Au Xe Con­grès du par­ti com­mu­niste français (sic), Waldeck Rochet, dans son rap­port sur le prob­lème agraire, n’a fait que dévoil­er les méfaits d’une économie qui se meurt, dont nous mour­rons. Il a con­staté. Mais les remèdes pré­con­isés n’en sont pas. « Il faut relever le prix du blé pour la prochaine cam­pagne » sans que le prix du pain s’en trou­ve mod­i­fié, ce qui est pos­si­ble « si nous voulons sup­primer les inter­mé­di­aires ». Il y revient, sachant que le paysan est essen­tielle­ment près de son bas de laine : « Pour stim­uler notre pro­duc­tion agri­cole, il faut fix­er des prix équita­bles per­me­t­tant aux paysans de faire face aux dépens­es accrues de l’ex­ploita­tion agri­cole… Relève­ment des salaires, appli­ca­tion des con­ven­tions du tra­vail, lois sociales, loge­ments con­fort­a­bles, lim­i­ta­tion du prix des baux à ferme, renou­velle­ment du bail, indem­nité de plus-val­ue au fer­mi­er sor­tant, etc. » C’est très bien, mais cela ne résout pas le prob­lème agri­cole. D’au­tant plus que W. Rochet demande « de ren­forcer les garanties don­nées aux biens de famille ». Les réformes pré­con­isées par le Xe Con­grès du P.C.F. relèvent unique­ment de la dém­a­gogie, des procédés élec­toraux cap­i­tal­istes, du machi­avélisme stal­in­ien bien con­nu désor­mais et ne se dis­tinguent pas des remèdes pré­con­isés par tous les autres par­tis poli­tiques. Ce ne sont pas des solu­tions révo­lu­tion­naires et sociales.

Pour que la col­lec­tiv­ité puisse manger à sa faim, même si cela doit bless­er les sen­ti­ments pro­prié­taires du moyen et du petit paysan, il est néces­saire d’ex­pro­prier immé­di­ate­ment et de col­lec­tivis­er les ter­res. Nous dis­ons bien col­lec­tivis­er et non éta­tis­er, car l’é­tatisme ne réus­sit qu’à faire vib­ri­on­ner une mul­ti­tude de fonc­tion­naires sou­vent inca­pables sans que la struc­ture de l’or­gan­i­sa­tion changeât essen­tielle­ment. Col­lec­tivis­er, c’est met­tre entre les mains de la masse paysanne la total­ité des ter­res pour faire ren­dre le max­i­mum à ces ter­res en employ­ant les méth­odes de cul­ture les plus modernes.

À toi, cama­rade paysan, dont la sol­i­dar­ité envers nous fut jusqu’i­ci rel­a­tive, nous don­nerons les bêch­es de Saint-Eti­enne et les tracteurs de Béziers.
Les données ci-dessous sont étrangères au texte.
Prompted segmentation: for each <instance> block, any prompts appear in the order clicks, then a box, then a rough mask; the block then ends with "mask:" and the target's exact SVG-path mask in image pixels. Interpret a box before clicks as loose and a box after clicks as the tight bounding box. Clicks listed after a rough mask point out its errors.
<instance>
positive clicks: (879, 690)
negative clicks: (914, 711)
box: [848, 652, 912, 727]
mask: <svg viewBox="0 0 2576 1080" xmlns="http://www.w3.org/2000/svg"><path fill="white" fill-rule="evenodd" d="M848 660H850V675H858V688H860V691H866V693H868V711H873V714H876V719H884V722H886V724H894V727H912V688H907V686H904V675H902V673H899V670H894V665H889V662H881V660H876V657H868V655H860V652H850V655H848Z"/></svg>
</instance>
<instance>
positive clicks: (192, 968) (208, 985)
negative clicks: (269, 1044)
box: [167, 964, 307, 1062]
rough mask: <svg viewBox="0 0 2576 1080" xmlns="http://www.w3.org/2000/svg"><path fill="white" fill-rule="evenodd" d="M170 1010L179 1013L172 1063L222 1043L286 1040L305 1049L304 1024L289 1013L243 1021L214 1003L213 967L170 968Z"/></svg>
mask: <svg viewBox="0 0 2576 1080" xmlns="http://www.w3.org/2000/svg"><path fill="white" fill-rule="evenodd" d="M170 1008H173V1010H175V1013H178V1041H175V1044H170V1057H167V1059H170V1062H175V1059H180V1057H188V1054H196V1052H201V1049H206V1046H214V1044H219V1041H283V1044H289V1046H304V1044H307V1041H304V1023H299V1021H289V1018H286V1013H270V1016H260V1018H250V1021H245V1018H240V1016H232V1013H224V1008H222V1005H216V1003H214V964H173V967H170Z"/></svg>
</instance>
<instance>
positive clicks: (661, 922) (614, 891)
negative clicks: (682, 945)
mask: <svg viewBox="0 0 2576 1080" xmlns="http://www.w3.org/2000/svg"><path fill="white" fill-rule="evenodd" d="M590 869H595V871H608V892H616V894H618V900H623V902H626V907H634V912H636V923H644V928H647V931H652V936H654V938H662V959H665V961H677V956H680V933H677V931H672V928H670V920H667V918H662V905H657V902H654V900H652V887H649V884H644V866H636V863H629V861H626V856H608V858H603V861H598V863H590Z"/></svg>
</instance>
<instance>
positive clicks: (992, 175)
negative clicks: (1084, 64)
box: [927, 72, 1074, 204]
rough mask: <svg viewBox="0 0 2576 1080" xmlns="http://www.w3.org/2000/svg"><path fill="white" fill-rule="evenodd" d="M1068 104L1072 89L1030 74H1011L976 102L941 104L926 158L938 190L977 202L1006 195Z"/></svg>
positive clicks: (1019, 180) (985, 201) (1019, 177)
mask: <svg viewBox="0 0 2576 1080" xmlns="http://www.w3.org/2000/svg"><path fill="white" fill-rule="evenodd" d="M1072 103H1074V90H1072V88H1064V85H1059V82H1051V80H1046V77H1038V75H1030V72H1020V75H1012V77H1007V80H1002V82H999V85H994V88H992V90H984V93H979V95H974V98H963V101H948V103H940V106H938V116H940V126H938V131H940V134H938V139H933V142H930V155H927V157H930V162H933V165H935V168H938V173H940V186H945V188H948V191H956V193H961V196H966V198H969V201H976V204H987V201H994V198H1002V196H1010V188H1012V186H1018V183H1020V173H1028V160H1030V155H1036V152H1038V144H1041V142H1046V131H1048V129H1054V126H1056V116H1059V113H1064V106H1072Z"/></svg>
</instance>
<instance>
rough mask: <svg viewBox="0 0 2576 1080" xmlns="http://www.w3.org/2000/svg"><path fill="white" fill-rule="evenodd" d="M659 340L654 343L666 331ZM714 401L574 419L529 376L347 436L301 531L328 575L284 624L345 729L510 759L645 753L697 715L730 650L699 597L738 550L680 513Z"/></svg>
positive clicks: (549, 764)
En échange, nous recevrons tes blés de la Beauce et tes vins du Rous­sil­lon. Par le fédéral­isme et la com­mune libre, tu acquer­ras enfin ce que tu as atten­du si longtemps : le droit à la vie, à l’in­struc­tion, au con­fort, aux loisirs et un tra­vail moins pénible. Et ne nous traite ni de menteurs, ni d’u­topistes, car nous avons réal­isé tout cela en Ukraine avec Makhno, en Aragon avec la C.N.T. Le salut est dans la révo­lu­tion sociale qui bal­aiera le régime actuel et lui sub­stituera le fédéral­isme lib­er­taire. Il ne tient qu’à toi de la faire avec nous.